Several civil rights and housing policy groups — including the Center for Responsible Lending, National Community Reinvestment Coalition and the NAACP — are urging lawmakers to include proposals in the reconciliation bill to improve affordability and racial equity in the housing sphere.

In a letter to members of Congress last week, the groups urged congressional leaders to provide down payment assistance to first-generation homebuyers, expand funding for the National Housing Trust Fund and the Capital Magnet Fund, and devote more resources to fair lending enforcement.

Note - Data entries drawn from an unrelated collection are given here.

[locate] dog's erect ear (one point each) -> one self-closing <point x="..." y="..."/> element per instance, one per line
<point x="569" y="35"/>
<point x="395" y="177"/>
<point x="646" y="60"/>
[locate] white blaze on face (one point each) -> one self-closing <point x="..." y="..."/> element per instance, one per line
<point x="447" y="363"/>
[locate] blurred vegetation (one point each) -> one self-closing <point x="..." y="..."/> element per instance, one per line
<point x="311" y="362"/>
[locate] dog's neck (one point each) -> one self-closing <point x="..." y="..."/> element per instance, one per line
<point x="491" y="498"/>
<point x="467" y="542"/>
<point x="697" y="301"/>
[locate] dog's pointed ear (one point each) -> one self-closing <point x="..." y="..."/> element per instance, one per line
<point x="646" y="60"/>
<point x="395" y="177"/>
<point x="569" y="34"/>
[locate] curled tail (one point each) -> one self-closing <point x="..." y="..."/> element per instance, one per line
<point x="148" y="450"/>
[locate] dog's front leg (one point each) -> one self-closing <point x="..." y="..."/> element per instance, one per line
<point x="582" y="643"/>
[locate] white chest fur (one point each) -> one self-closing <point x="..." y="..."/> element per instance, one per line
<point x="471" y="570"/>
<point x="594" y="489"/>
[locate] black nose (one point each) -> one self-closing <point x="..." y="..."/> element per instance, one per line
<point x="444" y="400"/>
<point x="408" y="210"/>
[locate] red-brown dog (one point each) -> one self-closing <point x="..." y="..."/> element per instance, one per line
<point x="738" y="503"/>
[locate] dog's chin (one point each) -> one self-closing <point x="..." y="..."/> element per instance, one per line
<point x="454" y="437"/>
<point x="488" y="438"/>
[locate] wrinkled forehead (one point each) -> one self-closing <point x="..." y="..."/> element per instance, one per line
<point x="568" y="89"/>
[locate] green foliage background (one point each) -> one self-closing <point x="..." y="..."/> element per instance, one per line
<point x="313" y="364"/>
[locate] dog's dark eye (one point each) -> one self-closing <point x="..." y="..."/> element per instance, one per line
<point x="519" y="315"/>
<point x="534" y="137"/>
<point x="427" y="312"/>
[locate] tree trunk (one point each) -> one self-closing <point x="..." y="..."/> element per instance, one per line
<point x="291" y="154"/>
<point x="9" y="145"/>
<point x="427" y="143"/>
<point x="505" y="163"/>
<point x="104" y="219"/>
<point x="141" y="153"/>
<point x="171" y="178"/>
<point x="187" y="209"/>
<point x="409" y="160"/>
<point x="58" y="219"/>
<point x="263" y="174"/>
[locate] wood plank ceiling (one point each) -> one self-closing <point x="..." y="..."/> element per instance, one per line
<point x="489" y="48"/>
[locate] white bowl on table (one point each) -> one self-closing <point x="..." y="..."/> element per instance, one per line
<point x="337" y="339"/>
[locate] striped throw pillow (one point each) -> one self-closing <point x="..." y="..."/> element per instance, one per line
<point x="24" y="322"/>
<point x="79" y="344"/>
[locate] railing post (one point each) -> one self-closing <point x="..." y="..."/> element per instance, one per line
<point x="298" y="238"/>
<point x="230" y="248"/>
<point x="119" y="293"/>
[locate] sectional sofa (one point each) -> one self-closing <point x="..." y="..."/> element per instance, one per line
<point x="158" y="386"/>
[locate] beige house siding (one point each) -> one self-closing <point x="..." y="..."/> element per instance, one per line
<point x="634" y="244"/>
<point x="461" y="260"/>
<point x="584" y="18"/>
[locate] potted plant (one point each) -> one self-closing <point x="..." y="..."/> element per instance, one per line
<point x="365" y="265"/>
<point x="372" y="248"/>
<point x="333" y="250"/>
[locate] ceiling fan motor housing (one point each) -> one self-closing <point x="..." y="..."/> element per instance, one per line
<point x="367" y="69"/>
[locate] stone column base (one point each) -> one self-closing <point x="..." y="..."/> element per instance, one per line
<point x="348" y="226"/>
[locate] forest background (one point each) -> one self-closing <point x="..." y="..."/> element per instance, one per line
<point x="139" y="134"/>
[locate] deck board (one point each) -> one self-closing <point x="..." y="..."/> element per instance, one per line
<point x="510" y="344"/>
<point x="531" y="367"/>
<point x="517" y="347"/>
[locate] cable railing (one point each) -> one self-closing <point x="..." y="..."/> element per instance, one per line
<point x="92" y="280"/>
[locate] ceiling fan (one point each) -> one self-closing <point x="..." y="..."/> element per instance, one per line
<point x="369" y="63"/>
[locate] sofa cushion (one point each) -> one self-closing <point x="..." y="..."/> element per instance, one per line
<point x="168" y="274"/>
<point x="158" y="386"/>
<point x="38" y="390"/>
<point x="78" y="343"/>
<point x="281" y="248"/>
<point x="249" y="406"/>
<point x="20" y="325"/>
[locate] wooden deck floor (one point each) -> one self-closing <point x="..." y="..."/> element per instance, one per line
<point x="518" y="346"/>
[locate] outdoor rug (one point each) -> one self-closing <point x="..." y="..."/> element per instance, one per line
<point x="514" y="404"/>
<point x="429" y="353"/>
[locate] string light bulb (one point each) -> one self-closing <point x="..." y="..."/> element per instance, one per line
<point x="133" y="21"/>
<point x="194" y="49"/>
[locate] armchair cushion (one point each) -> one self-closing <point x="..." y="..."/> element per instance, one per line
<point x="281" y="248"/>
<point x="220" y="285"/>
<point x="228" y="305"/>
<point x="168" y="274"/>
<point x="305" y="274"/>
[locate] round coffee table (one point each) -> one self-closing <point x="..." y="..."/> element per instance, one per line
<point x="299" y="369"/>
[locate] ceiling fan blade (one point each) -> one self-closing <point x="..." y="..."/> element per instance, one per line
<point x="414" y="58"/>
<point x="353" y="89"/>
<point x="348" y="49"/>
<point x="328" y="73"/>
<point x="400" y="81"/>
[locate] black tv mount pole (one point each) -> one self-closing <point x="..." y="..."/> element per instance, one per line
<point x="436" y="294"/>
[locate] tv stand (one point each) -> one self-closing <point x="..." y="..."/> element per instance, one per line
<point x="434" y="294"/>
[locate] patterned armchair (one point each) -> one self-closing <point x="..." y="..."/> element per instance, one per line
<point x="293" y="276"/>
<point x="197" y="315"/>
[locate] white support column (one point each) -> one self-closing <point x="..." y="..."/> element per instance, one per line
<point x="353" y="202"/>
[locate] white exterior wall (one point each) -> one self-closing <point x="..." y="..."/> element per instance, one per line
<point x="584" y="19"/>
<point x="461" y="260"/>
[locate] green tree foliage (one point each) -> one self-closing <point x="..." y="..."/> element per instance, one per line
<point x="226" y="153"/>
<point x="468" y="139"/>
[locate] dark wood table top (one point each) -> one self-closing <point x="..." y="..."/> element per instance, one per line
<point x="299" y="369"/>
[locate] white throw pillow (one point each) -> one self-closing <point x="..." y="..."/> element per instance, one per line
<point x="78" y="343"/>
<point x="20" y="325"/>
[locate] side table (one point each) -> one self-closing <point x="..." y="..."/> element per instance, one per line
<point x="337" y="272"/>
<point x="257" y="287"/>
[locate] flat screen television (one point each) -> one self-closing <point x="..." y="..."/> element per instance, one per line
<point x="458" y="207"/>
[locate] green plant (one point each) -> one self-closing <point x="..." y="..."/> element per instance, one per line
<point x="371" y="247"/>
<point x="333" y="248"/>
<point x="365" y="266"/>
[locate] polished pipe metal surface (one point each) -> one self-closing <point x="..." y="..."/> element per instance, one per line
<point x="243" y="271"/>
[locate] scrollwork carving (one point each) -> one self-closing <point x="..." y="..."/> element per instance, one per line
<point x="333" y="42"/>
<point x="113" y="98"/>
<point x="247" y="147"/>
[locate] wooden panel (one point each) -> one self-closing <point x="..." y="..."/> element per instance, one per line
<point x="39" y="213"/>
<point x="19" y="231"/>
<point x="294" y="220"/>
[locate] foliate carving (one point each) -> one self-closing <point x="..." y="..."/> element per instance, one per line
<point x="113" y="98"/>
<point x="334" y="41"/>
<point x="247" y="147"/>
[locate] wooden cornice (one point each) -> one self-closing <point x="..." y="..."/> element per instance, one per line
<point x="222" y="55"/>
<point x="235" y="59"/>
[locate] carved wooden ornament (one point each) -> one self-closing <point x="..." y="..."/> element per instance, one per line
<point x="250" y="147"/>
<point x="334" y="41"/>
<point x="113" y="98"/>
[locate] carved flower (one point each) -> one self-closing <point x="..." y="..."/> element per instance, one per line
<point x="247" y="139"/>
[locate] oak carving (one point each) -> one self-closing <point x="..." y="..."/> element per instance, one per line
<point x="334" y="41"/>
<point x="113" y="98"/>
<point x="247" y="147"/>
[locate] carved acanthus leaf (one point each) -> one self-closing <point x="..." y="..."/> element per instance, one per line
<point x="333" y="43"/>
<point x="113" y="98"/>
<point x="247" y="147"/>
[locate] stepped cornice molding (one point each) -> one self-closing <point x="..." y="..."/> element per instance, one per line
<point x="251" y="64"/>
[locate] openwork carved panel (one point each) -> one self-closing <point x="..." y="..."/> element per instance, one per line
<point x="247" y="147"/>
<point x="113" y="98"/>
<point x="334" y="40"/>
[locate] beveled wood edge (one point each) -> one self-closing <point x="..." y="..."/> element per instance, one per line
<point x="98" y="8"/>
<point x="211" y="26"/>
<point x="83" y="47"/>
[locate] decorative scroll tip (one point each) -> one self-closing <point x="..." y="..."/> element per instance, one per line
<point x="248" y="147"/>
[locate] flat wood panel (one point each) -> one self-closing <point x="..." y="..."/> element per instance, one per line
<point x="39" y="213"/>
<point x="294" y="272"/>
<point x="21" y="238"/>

“Communities of color, women and others facing systemic barriers have borne the brunt of carrying our nation toward economic recovery for far too long,” the groups wrote. “However, these groups have not benefited from public investments, leading to continued growth in housing insecurity and a growing wealth gap.”

The organizations also specifically encouraged lawmakers to look at including efforts in the reconciliation bill to “make more homes available” to low- and moderate-income families, citing the shortage of affordable homes currently available on the market.

They also called on Congress to allocate $1.005 billion to the Department of Housing and Urban Development’s Fair Housing Initiatives Program, which provides federal funding to nonprofit organizations to enforce fair housing in local communities.

It remains to be seen what housing provisions, if any, will end up in the final reconciliation package, although some lawmakers have indicated that they support dedicating more resources to affordable housing in the final bill.

Sen. Mark Warner, D-Va., indicated in a statement on Sunday that he might oppose the budget package if more money wasn’t included to fund housing assistance measures.

“As currently written, this proposal falls short,” Warner said in a statement to Axios. “I will be working in the Senate to make the American dream of homeownership and wealth creation more accessible to historically disadvantaged communities.”